I was much more of a moralist than Tim, and thought the best way to judge a person was by their children. Thus, I felt that the man who in some weird way was now my master had failed the ultimate test. While we were in Europe, I was out on the road acting as his foil with this terrible sense of “You are the ultimate loser, pal.” I tried to get him to talk to me about it, but he could never explain why his daughter had died this way. He spoke about her suicide with the terrible abstraction of pain while alternately blaming himself. He did not have a position about it; actually, he had so many that they added up to not being one. He was really deeply troubled by her death and never did manage to work it out.

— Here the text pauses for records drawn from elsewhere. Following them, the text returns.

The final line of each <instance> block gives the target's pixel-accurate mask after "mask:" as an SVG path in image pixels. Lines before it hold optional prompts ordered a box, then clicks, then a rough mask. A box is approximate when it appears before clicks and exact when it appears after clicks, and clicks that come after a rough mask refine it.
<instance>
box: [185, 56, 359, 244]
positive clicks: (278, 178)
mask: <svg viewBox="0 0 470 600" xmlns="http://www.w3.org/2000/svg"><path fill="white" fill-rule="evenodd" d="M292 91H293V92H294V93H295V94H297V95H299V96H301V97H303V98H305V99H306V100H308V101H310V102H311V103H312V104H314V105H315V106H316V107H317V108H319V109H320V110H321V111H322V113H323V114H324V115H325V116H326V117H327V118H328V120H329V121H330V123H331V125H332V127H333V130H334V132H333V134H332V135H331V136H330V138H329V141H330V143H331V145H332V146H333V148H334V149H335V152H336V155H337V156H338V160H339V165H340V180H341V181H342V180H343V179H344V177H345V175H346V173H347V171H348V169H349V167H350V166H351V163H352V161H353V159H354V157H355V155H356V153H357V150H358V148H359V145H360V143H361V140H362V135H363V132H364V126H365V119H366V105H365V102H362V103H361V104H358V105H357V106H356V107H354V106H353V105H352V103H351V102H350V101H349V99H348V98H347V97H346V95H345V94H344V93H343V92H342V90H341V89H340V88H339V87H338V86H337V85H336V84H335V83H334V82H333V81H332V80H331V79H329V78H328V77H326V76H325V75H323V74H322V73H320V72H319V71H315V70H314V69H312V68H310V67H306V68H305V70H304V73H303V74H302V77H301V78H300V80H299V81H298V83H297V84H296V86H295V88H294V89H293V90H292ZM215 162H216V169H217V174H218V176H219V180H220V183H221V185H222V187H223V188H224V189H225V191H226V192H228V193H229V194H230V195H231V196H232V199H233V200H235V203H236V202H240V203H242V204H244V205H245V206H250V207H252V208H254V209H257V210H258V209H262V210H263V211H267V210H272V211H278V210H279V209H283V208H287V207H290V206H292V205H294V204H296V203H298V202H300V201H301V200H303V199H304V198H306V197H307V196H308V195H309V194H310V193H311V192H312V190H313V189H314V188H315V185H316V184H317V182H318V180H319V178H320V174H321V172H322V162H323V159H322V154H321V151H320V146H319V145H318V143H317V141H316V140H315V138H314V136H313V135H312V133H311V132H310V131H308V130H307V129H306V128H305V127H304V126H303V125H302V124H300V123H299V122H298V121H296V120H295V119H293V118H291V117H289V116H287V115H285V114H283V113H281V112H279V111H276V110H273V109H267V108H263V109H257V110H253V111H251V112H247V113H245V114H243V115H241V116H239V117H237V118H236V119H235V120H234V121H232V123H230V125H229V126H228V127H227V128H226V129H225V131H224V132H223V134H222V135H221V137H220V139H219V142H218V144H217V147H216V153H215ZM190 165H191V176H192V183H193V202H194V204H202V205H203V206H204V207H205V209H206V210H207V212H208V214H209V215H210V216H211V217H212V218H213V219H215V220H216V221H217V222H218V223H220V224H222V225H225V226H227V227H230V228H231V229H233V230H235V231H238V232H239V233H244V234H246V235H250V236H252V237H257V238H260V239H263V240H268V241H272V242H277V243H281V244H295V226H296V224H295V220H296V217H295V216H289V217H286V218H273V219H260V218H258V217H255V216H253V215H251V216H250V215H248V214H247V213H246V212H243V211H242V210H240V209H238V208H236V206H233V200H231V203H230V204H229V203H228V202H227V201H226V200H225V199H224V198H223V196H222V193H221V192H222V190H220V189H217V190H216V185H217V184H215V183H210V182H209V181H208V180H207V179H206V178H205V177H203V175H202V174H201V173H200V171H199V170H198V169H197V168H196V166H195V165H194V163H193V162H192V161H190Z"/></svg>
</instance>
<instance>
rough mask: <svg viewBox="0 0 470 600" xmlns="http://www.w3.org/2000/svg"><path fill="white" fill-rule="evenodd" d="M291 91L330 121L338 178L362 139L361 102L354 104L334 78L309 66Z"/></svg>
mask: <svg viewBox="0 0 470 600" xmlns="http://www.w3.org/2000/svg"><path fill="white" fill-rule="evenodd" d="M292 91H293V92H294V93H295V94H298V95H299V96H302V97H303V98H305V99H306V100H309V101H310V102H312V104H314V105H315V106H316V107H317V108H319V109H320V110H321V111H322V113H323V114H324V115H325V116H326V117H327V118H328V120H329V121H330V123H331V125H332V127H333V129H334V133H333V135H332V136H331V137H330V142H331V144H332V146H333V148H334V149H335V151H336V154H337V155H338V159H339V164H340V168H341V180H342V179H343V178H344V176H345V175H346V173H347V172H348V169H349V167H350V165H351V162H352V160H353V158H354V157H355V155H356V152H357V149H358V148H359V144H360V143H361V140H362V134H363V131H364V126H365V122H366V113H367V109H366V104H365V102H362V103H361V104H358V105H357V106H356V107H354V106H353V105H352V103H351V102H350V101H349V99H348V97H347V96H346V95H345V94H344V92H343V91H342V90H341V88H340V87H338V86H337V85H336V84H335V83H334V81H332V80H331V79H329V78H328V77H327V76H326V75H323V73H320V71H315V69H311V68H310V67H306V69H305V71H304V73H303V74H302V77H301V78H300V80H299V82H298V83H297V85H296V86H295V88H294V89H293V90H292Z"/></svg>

Part of Tim’s thing about boredom was that in boredom lies responsibility. In that still moment when nothing else is going on, you actually have to confront yourself. And that was the last thing he ever wanted to do. The bargain Tim had made with himself was that he was denied a view of his own soul until the very last moments of his life.

But he really was a messenger. Only someone so demonic and so equivocal about all the normal tendencies of morality and faith and decency could have been the proper vessel for the spiritual message that Timothy Leary brought to the world. He was possessed. He was a demon. A very special demon. In order to spread the message, one of the fallen had to rise up. And that was Timothy Leary.

I honestly believe Timothy Leary was the handmaiden of God in the strangest possible way. I’d always felt that one of the people in Christianity who got the short shrift was Judas. Without Judas, what would there have been? No crucifixion, no resurrection, and no redemption. You had to have Judas. Somebody had to be the Judas, and that was absolutely who Tim was. I knew he would never betray me, because in many ways, I was as bad as he was.